Android消息机制源码解析(Handler)
Android消息机制,其实也就是Handler机制,主要用于UI线程和子线程之间交互。众所周知,一般情况下,出于安全的考虑,所有与UI控件的操作都要放在主线程即UI线程中,而一些耗时操作应当放在子线程中。当在子线程中完成耗时操作并要对UI控件进行操作时,就要用Handler来控制。另外,Android系统框架内,Activity生命周期的通知等功能也是通过消息机制来实现的。本篇博文主要是想通过Handler源码解析,来加深我自己对Android消息机制的理解。
一、Handler使用
使用例子:
private Handler handler = new Handler(){//1.Handler初始化,一个匿名内部类
@Override
public void handleMessage(Message msg) {
super.handleMessage(msg);
textView.setText("对UI进行操作");
}
};
@Override
protected void onCreate(Bundle savedInstanceState){
super.onCreate(savedInstanceState);
setContentView(R.layout.activity_main);
textView = (TextView) findViewById(R.id.mytv);
new Thread(new Runnable() {
@Override
public void run() {
//模拟耗时操作
SystemClock.sleep(3000);
handler.sendMessage(new Message());//2.在子线程中sendMessage();
}
}).start();
}
1.我们先来看看,Handler初始化。
Handler初始化的同时,也实现了消息处理方法handleMessage()。查看Handler源码
final MessageQueue mQueue;
final Looper mLooper;
final Callback mCallback;
/**
* Default constructor associates this handler with the queue for the
* current thread.
*
* If there isn't one, this handler won't be able to receive messages.
*/
public Handler() {
if (FIND_POTENTIAL_LEAKS) {
final Class<? extends Handler> klass = getClass();
if ((klass.isAnonymousClass() || klass.isMemberClass() || klass.isLocalClass()) &&
(klass.getModifiers() & Modifier.STATIC) == 0) {
Log.w(TAG, "The following Handler class should be static or leaks might occur: " +
klass.getCanonicalName());
}
}
mLooper = Looper.myLooper();//3.核心代码。获取一个Looper
if (mLooper == null) {
throw new RuntimeException(
"Can't create handler inside thread that has not called Looper.prepare()");
}
mQueue = mLooper.mQueue;//4.核心代码。从Looper获取一个消息队列
mCallback = null;
}
在源码中,Handler定义了一个MessageQueue消息队列mQueue和一个Looper对象mLooper,并都进行了初始化,分别对mQueue和mLooper进行了赋值,其中mLooper是通过Looper.myLooper()赋值,mQueues是Looper中的mQueue。通过了解,知Looper.myLooper()是一个静态方法。让我们进入Looper类看看
/**
* Class used to run a message loop for a thread. Threads by default do
* not have a message loop associated with them; to create one, call
* {@link #prepare} in the thread that is to run the loop, and then
* {@link #loop} to have it process messages until the loop is stopped.
*
* <p>Most interaction with a message loop is through the
* {@link Handler} class.
*
* <p>This is a typical example of the implementation of a Looper thread,
* using the separation of {@link #prepare} and {@link #loop} to create an
* initial Handler to communicate with the Looper.
*
* <pre>
* class LooperThread extends Thread {
* public Handler mHandler;
*
* public void run() {
* Looper.prepare();
*
* mHandler = new Handler() {
* public void handleMessage(Message msg) {
* // process incoming messages here
* }
* };
*
* Looper.loop();
* }
* }</pre>
*/
public class Looper {
private static final String TAG = "Looper";
// sThreadLocal.get() will return null unless you've called prepare().
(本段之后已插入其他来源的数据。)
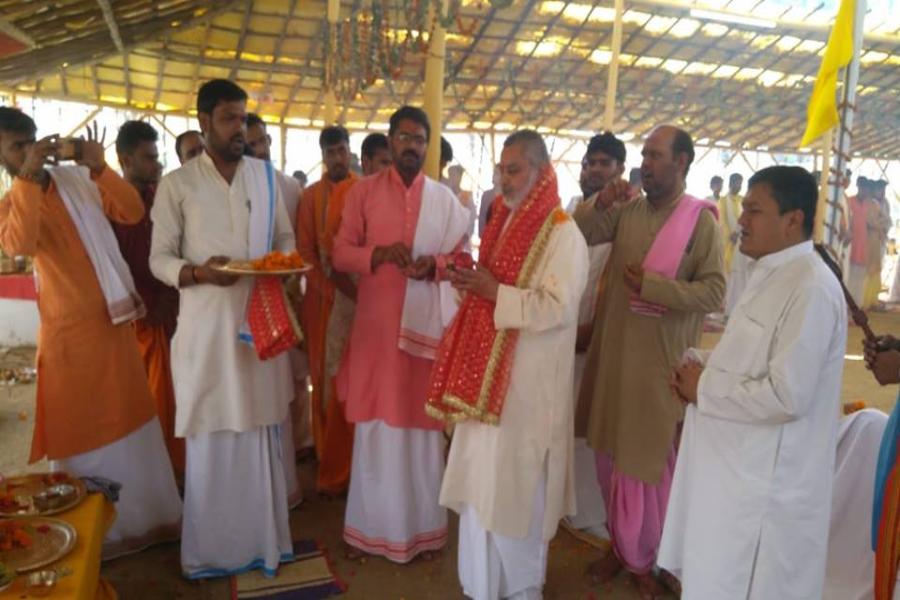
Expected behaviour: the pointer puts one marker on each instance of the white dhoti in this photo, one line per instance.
(149, 509)
(894, 296)
(235, 504)
(591, 511)
(591, 515)
(300, 406)
(737, 280)
(850, 572)
(395, 481)
(494, 566)
(856, 282)
(289, 461)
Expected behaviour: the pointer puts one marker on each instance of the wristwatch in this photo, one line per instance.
(32, 177)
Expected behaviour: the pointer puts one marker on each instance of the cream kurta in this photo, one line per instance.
(632, 416)
(729, 212)
(220, 383)
(750, 506)
(495, 469)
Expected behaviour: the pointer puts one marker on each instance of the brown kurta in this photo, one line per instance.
(633, 415)
(92, 388)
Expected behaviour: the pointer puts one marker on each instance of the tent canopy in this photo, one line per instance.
(735, 74)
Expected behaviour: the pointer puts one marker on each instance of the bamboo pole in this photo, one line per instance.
(834, 174)
(329, 114)
(612, 81)
(283, 147)
(84, 122)
(434, 93)
(824, 184)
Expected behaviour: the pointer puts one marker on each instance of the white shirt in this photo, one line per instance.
(749, 509)
(220, 383)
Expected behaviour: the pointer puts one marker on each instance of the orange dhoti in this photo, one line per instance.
(318, 219)
(154, 346)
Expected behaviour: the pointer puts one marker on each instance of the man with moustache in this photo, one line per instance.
(603, 162)
(665, 275)
(317, 222)
(376, 154)
(139, 159)
(398, 231)
(509, 470)
(188, 145)
(338, 440)
(296, 429)
(230, 404)
(94, 413)
(750, 507)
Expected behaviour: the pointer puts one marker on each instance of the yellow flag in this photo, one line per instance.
(821, 114)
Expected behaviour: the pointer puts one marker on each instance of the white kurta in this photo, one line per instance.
(737, 280)
(851, 561)
(220, 383)
(591, 512)
(749, 510)
(495, 469)
(492, 566)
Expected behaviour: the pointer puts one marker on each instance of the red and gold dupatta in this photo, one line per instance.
(471, 372)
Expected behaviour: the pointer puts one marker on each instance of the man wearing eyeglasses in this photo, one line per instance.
(399, 231)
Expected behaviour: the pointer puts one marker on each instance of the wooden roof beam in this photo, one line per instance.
(242, 38)
(277, 52)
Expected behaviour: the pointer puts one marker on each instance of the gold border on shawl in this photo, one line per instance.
(527, 271)
(479, 412)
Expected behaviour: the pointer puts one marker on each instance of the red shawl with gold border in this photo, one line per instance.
(471, 373)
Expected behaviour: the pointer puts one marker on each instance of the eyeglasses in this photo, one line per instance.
(408, 138)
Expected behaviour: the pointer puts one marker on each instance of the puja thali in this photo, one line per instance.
(245, 267)
(40, 494)
(48, 541)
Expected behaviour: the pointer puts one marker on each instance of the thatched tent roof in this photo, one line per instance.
(729, 78)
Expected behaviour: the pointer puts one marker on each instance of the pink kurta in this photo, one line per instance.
(376, 379)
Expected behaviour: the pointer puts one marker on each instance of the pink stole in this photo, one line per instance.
(668, 247)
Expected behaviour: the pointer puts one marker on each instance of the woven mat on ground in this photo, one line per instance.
(308, 577)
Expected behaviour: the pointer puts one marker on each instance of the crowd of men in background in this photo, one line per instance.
(711, 473)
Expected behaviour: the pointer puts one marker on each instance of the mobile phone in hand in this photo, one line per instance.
(70, 149)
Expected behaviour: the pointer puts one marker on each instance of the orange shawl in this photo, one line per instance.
(471, 373)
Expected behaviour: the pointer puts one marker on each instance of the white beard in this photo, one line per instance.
(514, 201)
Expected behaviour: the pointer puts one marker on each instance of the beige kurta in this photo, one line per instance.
(495, 469)
(220, 382)
(633, 416)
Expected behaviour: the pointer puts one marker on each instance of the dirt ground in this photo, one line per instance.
(155, 574)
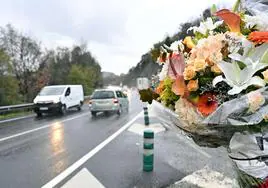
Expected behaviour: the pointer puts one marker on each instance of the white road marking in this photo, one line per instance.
(83, 179)
(18, 118)
(86, 157)
(208, 178)
(194, 146)
(42, 127)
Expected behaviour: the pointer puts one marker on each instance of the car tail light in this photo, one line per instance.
(115, 101)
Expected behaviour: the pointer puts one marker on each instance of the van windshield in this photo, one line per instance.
(51, 91)
(103, 95)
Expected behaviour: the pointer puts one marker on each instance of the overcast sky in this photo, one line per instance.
(117, 32)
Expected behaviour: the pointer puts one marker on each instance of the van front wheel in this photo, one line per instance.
(63, 110)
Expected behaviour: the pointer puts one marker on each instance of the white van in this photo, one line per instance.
(58, 98)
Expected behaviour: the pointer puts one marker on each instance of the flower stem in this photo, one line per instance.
(236, 5)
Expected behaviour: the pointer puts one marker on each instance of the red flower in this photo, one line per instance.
(207, 104)
(230, 18)
(258, 36)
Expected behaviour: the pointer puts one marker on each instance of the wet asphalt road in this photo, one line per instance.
(33, 151)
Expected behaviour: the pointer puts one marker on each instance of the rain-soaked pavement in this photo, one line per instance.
(78, 150)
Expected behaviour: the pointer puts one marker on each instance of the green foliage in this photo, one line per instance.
(167, 96)
(8, 84)
(9, 90)
(25, 68)
(82, 75)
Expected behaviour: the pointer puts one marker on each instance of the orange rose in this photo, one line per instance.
(200, 64)
(265, 75)
(189, 42)
(209, 62)
(189, 72)
(192, 85)
(216, 69)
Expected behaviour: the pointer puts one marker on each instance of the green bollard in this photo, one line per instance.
(146, 116)
(148, 153)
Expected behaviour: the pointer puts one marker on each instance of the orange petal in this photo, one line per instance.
(258, 36)
(231, 19)
(179, 87)
(160, 88)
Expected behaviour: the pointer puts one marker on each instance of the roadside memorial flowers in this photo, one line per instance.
(218, 77)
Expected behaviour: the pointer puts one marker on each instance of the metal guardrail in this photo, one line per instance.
(16, 107)
(4, 109)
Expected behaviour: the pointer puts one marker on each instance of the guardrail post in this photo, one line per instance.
(148, 154)
(146, 115)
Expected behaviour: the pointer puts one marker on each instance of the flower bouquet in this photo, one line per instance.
(218, 77)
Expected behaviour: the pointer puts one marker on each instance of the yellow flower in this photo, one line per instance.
(193, 85)
(216, 69)
(189, 72)
(210, 62)
(265, 75)
(189, 42)
(200, 64)
(255, 100)
(265, 117)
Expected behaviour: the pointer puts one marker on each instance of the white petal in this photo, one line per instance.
(216, 80)
(235, 90)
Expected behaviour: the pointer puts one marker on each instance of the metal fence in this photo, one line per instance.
(28, 107)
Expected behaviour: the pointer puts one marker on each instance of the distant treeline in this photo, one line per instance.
(25, 67)
(147, 65)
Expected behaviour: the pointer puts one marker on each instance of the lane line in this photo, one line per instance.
(90, 154)
(18, 118)
(42, 127)
(83, 179)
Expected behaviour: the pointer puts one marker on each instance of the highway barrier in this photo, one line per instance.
(148, 151)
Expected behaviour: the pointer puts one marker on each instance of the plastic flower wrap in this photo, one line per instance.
(225, 60)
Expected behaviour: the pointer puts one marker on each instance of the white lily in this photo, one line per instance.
(206, 26)
(240, 79)
(260, 21)
(177, 45)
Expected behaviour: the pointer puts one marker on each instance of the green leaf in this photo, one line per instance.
(213, 9)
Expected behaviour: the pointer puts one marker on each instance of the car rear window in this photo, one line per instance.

static final ThreadLocal<Looper> sThreadLocal = new ThreadLocal<Looper>();
private static Looper sMainLooper; // guarded by Looper.class
final MessageQueue mQueue;
final Thread mThread;
volatile boolean mRun;
private Printer mLogging;
/** Initialize the current thread as a looper.
* This gives you a chance to create handlers that then reference
* this looper, before actually starting the loop. Be sure to call
* {@link #loop()} after calling this method, and end it by calling
* {@link #quit()}.
*/
public static void prepare() {
prepare(true);
}
private static void prepare(boolean quitAllowed) {
if (sThreadLocal.get() != null) {
throw new RuntimeException("Only one Looper may be created per thread");
}
sThreadLocal.set(new Looper(quitAllowed));
}
/**
* Initialize the current thread as a looper, marking it as an
* application's main looper. The main looper for your application
* is created by the Android environment, so you should never need
* to call this function yourself. See also: {@link #prepare()}
*/
public static void prepareMainLooper() {
prepare(false);
synchronized (Looper.class) {
if (sMainLooper != null) {
throw new IllegalStateException("The main Looper has already been prepared.");
}
sMainLooper = myLooper();
}
}
/**
* Run the message queue in this thread. Be sure to call
* {@link #quit()} to end the loop.
*/
public static void loop() {
......
}
/**
* Return the Looper object associated with the current thread. Returns
* null if the calling thread is not associated with a Looper.
*/
public static Looper myLooper() {
return sThreadLocal.get();
}
......
}
从Looper源码的注释中,我们知道Looper是一个专门为线程提供消息循环的类,通过调用prepare()和loop()就可以为线程提供一个消息循环机制。线程本来是没有消息循环机制的,想要消息循环机制就必须自己建立。如:
class LooperThread extends Thread {
public Handler mHandler;
public void run() {
Looper.prepare();
mHandler = new Handler() {
public void handleMessage(Message msg) {
// process incoming messages here
}
};
Looper.loop();
}
}
在Looper源码中,有两个方法prepare()和prepareMainLooper()对Looper进行了初始化,Looper.myLooper()核心代码为sThreadLocal.get(),主要也是从sThreadLocal中取值。两个初始化方法的源码为
/** Initialize the current thread as a looper.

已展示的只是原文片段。